Mr Bolton's worry was that, with Mr Green as executive chairman and Charles Allen as chief executive, you had two bosses. And two bosses with a record of not quite seeing eye to eye. He wanted one boss - the chief executive. And as Mr Green was on the slate as executive chairman, he had to go. (As an aside, I asked whether if Mr Allen had been executive chairman, he would have been given the push. The answer was: "Yes".)

Mr Bolton also wanted a new, independent non-executive chairman, to keep a close eye on Mr Allen. In other words, the former Granada boss could not feel too comfortable in his job, either.

The others feeling fragile must be the non-executives.
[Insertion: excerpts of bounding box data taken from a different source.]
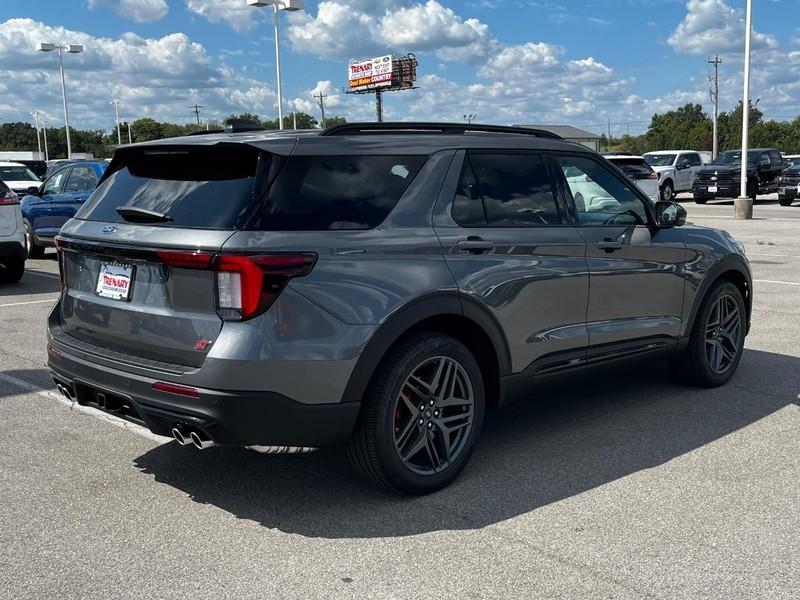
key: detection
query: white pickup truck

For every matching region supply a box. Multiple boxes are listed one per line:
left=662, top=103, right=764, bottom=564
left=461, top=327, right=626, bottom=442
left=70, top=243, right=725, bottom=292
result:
left=644, top=150, right=703, bottom=200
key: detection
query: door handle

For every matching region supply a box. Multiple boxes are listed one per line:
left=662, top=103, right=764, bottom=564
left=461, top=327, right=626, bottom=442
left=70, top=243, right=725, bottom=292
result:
left=456, top=237, right=494, bottom=254
left=597, top=240, right=622, bottom=252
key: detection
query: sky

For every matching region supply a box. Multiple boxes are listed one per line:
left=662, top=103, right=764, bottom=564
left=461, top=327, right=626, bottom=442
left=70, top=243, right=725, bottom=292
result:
left=0, top=0, right=800, bottom=135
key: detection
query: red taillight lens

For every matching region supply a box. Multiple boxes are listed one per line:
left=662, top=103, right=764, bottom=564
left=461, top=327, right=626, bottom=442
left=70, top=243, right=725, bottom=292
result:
left=157, top=250, right=317, bottom=321
left=0, top=190, right=19, bottom=206
left=214, top=253, right=317, bottom=320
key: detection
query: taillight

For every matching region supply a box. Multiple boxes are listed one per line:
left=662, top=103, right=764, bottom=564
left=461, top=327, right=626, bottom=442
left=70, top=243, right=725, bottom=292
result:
left=0, top=190, right=19, bottom=206
left=157, top=251, right=317, bottom=321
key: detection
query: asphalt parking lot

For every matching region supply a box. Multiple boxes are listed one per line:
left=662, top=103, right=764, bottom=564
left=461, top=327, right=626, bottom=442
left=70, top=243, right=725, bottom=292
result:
left=0, top=201, right=800, bottom=599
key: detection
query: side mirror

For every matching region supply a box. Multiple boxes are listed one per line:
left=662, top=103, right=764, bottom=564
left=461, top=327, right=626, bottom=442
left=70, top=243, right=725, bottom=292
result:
left=656, top=200, right=686, bottom=229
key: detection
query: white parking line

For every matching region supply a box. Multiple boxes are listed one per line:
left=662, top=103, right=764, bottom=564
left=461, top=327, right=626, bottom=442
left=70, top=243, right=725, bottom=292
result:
left=0, top=373, right=166, bottom=444
left=0, top=296, right=58, bottom=308
left=753, top=279, right=800, bottom=285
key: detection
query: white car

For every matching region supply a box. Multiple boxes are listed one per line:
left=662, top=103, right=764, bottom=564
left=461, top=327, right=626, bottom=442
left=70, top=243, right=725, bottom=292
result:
left=0, top=162, right=42, bottom=198
left=644, top=150, right=704, bottom=200
left=603, top=154, right=658, bottom=202
left=0, top=181, right=28, bottom=283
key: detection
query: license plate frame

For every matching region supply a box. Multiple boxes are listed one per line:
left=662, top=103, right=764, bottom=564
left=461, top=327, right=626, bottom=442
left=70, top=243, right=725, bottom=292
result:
left=95, top=262, right=136, bottom=302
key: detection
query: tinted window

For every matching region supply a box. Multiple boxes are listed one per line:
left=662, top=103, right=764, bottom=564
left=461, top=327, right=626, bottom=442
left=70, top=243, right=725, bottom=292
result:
left=558, top=156, right=647, bottom=225
left=42, top=169, right=70, bottom=195
left=453, top=153, right=561, bottom=227
left=64, top=167, right=97, bottom=193
left=249, top=156, right=427, bottom=231
left=76, top=145, right=260, bottom=229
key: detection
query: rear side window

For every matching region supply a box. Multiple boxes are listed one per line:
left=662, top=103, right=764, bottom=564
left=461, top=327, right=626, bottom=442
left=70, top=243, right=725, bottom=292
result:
left=248, top=155, right=427, bottom=231
left=452, top=152, right=561, bottom=227
left=76, top=144, right=260, bottom=229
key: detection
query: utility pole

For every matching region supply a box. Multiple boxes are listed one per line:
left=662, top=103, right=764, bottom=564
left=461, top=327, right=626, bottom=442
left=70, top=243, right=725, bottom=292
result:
left=375, top=88, right=383, bottom=123
left=708, top=54, right=722, bottom=160
left=314, top=92, right=328, bottom=129
left=189, top=102, right=205, bottom=131
left=111, top=98, right=122, bottom=146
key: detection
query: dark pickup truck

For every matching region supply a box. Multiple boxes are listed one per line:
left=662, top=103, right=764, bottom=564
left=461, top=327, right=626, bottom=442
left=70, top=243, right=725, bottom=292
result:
left=692, top=148, right=783, bottom=204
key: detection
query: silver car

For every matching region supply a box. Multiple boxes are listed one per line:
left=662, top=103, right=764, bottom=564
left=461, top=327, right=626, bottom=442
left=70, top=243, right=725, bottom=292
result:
left=48, top=123, right=752, bottom=494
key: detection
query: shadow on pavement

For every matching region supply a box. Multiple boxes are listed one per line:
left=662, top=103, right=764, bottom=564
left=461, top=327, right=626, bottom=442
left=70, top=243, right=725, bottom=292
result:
left=128, top=350, right=800, bottom=538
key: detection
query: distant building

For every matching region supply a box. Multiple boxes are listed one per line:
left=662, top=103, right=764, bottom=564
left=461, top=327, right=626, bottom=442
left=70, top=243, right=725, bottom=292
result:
left=517, top=125, right=602, bottom=152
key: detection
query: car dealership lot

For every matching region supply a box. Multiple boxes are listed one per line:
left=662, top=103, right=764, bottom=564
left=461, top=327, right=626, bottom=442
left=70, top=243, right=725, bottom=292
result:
left=0, top=203, right=800, bottom=598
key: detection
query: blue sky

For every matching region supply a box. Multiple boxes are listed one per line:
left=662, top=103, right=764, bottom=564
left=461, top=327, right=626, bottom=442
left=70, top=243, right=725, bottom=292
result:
left=0, top=0, right=800, bottom=133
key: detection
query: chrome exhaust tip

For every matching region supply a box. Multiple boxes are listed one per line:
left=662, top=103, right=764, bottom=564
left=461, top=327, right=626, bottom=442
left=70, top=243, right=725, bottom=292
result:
left=189, top=431, right=216, bottom=450
left=172, top=427, right=192, bottom=446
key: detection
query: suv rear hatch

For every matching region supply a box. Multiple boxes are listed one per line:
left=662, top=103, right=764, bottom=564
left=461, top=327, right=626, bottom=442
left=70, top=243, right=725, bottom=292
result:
left=57, top=144, right=284, bottom=367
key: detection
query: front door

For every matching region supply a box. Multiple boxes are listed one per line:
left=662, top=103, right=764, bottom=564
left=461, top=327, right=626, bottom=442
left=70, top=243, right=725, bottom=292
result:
left=434, top=150, right=589, bottom=373
left=555, top=154, right=687, bottom=358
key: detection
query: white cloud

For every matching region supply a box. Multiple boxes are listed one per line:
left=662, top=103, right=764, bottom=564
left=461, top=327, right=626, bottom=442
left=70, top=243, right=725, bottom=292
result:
left=667, top=0, right=778, bottom=54
left=88, top=0, right=169, bottom=23
left=0, top=19, right=275, bottom=128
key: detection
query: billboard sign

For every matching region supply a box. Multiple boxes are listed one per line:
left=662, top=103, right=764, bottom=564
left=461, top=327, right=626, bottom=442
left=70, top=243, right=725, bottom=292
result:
left=347, top=54, right=392, bottom=92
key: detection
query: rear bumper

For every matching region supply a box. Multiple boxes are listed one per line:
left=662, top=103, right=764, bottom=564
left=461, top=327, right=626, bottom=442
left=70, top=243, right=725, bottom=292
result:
left=48, top=346, right=360, bottom=448
left=0, top=236, right=28, bottom=260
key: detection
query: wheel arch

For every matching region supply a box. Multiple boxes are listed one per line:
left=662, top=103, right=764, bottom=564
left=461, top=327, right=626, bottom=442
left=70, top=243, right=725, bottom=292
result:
left=684, top=255, right=753, bottom=336
left=342, top=292, right=511, bottom=406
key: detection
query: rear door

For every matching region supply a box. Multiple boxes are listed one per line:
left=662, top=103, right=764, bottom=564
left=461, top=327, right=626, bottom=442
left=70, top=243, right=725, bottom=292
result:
left=556, top=153, right=687, bottom=359
left=50, top=165, right=97, bottom=227
left=435, top=150, right=589, bottom=373
left=58, top=144, right=266, bottom=367
left=25, top=168, right=71, bottom=236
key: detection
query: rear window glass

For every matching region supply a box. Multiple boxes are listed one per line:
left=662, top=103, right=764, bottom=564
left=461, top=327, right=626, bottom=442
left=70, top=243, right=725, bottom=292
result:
left=76, top=145, right=427, bottom=231
left=76, top=144, right=260, bottom=229
left=248, top=156, right=427, bottom=231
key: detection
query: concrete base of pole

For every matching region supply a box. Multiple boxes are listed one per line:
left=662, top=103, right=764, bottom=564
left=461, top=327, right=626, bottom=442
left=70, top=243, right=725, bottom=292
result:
left=733, top=196, right=753, bottom=219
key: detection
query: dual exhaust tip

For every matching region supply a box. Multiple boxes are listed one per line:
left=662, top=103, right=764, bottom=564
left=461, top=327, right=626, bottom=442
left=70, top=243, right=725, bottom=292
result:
left=172, top=427, right=216, bottom=450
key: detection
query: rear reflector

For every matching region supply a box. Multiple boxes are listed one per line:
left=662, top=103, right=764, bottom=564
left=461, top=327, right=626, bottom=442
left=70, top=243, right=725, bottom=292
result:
left=153, top=381, right=200, bottom=398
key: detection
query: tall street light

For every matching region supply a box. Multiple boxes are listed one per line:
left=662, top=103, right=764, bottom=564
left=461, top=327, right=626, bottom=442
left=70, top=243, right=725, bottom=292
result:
left=39, top=42, right=83, bottom=158
left=733, top=0, right=758, bottom=219
left=247, top=0, right=304, bottom=129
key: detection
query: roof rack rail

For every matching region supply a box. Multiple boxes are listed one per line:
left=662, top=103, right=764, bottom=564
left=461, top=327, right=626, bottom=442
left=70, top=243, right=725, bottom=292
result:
left=320, top=121, right=562, bottom=140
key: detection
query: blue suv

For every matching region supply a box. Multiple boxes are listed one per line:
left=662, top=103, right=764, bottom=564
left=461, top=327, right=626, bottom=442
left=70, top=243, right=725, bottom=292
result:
left=21, top=160, right=108, bottom=258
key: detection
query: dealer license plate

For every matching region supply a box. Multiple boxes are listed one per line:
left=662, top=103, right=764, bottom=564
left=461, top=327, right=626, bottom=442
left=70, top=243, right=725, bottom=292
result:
left=95, top=263, right=133, bottom=300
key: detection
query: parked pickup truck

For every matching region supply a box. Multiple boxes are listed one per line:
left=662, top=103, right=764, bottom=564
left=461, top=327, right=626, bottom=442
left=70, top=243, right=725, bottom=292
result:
left=644, top=150, right=703, bottom=200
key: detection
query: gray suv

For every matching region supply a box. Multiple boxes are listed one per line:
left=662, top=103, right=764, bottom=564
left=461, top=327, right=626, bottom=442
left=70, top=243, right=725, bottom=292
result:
left=48, top=123, right=752, bottom=494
Etienne de Villiers of EuroDisney and John McGrath of Boots both came out publicly in support of Mr Green, then retreated under pressure. Mr Bolton is willing to forgive and forget, though I hear that M. de Villiers isn't and may not make it on to the ITV board.

Two longer-term issues come out of this. One is whether the effect of the Higgs report on the role of senior non-executive directors is going to improve communication between companies and their shareholders, or make it worse. In this case the communication lines failed, and you had two very experienced directors. This structure needs work.

The second is that this episode has put a final nail in the coffin of the concept of a "merger of equals". This structure, where two companies come together as partners and the jobs are divvied up equally, appears good in principle. It is much favoured by merchant banks trying to get agreement at meetings lasting into the early hours of the morning.

But it is a fudge. There are no mergers in the real world. Only takeovers.

The net effect of the ousting of Mr Green is that this deal is turning into a nil-premium takeover of Carlton by Granada. If this was the deal originally on the table, I suspect Carlton would not have accepted it. There are those who say this was a Machiavellian plot hatched by Mr Bolton and Mr Allen. I thinkMr Allen merely saw which way the wind was blowing and put himself in the best position to benefit.

Lazy Google having a giggle

Last March, when asked about an imminent Google flotation, the search engine's co-founder, Sergey Brin, said: "That's a lot of work and I'm lazy. It requires filling out a lot of forms." Presumably Mr Brin has filled out the forms now, but he and his partner Larry Page have yet to find an investment bank to do the float.

Letting slip that they are thinking of a massive online share auction is one way of getting the hungry hounds of Wall Street to cut their fees. But the tactic, championed by veteran Silicon Valley banker Bill Hambrecht, has never been used on this scale before. The two companies floated via online auction so far have a combined value of $365m, just 2.5 per cent of the expected worth of Google.

But if Messrs Brin and Page really want to let the new economy stuff Wall Street, they should go the whole hog - and sell Google shares on eBay.